Obama parla d’altro. Parla di sicurezza sociale e di sanità per tutti, in un paese dove il 15 per cento della popolazione non riesce a permettersi una tutela medica decente. Parla di investimenti pubblici nelle infrastrutture per rilanciare l’economia nazionale. Parla di riequilibrio energetico per spezzare il cappio della dipendenza petrolifera. Parla di tutela dell’ambiente contro un’amministrazione che è apparsa cocciutamente sorda verso questo argomento. Scalda i cuori, laddove la sua avversaria più temibile, quella Hillary Clinton carica di esperienza e di favori del pronostico, riesce a raffreddarli con il suo cinico senso per il potere. Dopo la vittoria nell’Iowa, all’esordio della lunga marcia verso la nomination democratica, Obama saltellava allegro con la sua giovane famiglia, una moglie deliziosa, due perle di figlie, piccole e ingenue come il cuore profondo dell’America. Per un momento (evidentemente breve, già finito con il voto in New Hampshire) l’entourage di Hillary Clinton - il marito Bill, la figlia Chelsea, l’ex segretario di Stato Madeleine Albright - è apparso come la rappresentazione di un quadro antico che raccontava il passato, non il futuro.
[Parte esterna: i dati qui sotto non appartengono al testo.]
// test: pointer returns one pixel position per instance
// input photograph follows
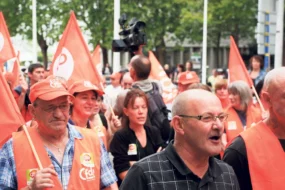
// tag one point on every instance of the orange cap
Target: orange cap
(83, 85)
(48, 89)
(116, 75)
(188, 77)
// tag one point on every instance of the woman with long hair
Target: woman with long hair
(135, 140)
(242, 113)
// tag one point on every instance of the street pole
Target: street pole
(279, 34)
(35, 41)
(204, 52)
(116, 55)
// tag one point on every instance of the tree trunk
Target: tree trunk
(44, 47)
(218, 50)
(105, 55)
(161, 52)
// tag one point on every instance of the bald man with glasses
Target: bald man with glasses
(188, 162)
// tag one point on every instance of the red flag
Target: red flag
(158, 73)
(6, 49)
(237, 69)
(72, 59)
(10, 117)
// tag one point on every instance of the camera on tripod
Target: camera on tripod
(132, 35)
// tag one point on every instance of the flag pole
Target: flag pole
(258, 99)
(204, 52)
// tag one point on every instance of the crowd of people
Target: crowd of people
(82, 137)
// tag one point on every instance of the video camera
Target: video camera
(132, 35)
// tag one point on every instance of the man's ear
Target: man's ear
(266, 98)
(126, 112)
(178, 125)
(32, 110)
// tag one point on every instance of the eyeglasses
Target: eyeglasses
(64, 107)
(208, 117)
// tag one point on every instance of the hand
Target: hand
(24, 86)
(43, 178)
(159, 149)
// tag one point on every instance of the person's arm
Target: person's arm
(119, 149)
(235, 156)
(135, 179)
(8, 168)
(108, 179)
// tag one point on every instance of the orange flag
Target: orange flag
(72, 59)
(16, 70)
(6, 49)
(158, 73)
(237, 69)
(10, 117)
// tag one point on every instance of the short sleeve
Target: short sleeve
(135, 179)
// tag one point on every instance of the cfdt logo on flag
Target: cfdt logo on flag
(64, 64)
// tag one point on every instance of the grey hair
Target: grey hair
(242, 89)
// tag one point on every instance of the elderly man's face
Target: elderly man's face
(204, 136)
(52, 116)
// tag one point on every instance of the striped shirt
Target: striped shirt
(8, 176)
(167, 171)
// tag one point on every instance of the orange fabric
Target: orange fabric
(48, 89)
(6, 48)
(237, 69)
(83, 175)
(10, 117)
(188, 77)
(16, 70)
(158, 73)
(233, 125)
(26, 114)
(84, 85)
(72, 59)
(265, 157)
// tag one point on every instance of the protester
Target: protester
(257, 155)
(112, 91)
(71, 157)
(188, 163)
(185, 79)
(107, 69)
(136, 140)
(127, 81)
(140, 68)
(242, 113)
(221, 90)
(179, 69)
(35, 74)
(84, 104)
(188, 65)
(256, 72)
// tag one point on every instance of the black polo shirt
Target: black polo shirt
(167, 171)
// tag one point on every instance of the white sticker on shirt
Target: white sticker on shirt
(232, 125)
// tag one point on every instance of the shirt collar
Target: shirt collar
(73, 132)
(213, 171)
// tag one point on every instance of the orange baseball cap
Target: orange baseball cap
(82, 86)
(49, 89)
(116, 75)
(188, 77)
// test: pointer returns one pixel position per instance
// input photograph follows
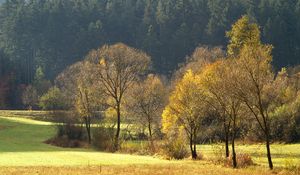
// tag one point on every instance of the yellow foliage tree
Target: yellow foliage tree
(186, 108)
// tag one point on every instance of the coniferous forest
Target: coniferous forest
(53, 34)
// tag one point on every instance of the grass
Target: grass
(22, 151)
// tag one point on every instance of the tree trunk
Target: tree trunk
(269, 151)
(150, 135)
(226, 145)
(88, 128)
(234, 162)
(118, 128)
(193, 148)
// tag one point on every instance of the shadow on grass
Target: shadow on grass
(22, 137)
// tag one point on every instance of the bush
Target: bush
(243, 160)
(68, 136)
(175, 149)
(70, 131)
(103, 138)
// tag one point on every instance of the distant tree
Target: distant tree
(30, 97)
(119, 66)
(89, 95)
(4, 89)
(243, 32)
(146, 101)
(40, 83)
(186, 109)
(200, 58)
(253, 73)
(52, 100)
(253, 80)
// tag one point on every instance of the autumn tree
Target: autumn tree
(253, 74)
(83, 91)
(146, 101)
(89, 96)
(216, 79)
(119, 66)
(52, 100)
(30, 97)
(186, 109)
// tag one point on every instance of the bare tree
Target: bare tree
(119, 66)
(146, 101)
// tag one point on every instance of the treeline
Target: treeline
(215, 96)
(53, 34)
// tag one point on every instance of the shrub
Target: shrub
(103, 138)
(243, 160)
(70, 131)
(175, 149)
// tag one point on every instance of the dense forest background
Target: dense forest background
(52, 34)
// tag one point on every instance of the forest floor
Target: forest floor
(23, 151)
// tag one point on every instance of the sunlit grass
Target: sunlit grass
(21, 146)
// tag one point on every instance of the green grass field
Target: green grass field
(22, 151)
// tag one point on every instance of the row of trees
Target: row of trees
(237, 87)
(37, 33)
(212, 87)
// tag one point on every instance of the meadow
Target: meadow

Ci sono momenti, nella storia dei paesi, in cui un uomo, anche indipendentemente dalle sue capacità, incrocia il comune sentire della sua gente. E lo interpreta. Ad Obama può accadere così che anche un punto debole, come il fatto di non parlare della guerra in Iraq e più in generale della guerra al terrorismo, può trasformarsi in un punto di forza. Per lui la storia irachena s’è chiusa quando ha detto no, in Senato, nel momento in cui tutto il paese (e assieme ad esso Hillary Clinton) ha appoggiato la scelta di intervenire contro Saddam Hussein e il suo regime. Oggi, semplicemente, ha messo la questione alle spalle. Sceglie altri temi, superando d’un balzo l’argomento che ha lacerato l’America.
Obama può durare, può tenere, può arrivare fino in fondo perché è capitato nel posto giusto al momento giusto e con la formula vincente. Quella della speranza, invece che della paura. Se sarà capace di dare concretezza e contenuto a quella che oggi appare ancora solo come una splendida suggestione, questo quarantacinquenne dall’aria di ragazzino potrà segnare uno spartiacque, anche a prescindere dalla sua vittoria finale. Sì, potrebbe anche perdere e ugualmente aprire la strada alla sua nuova frontiera [...].
Estratto dal (non ci crederete) Secolo d'Italia del 13 gennaio 2008.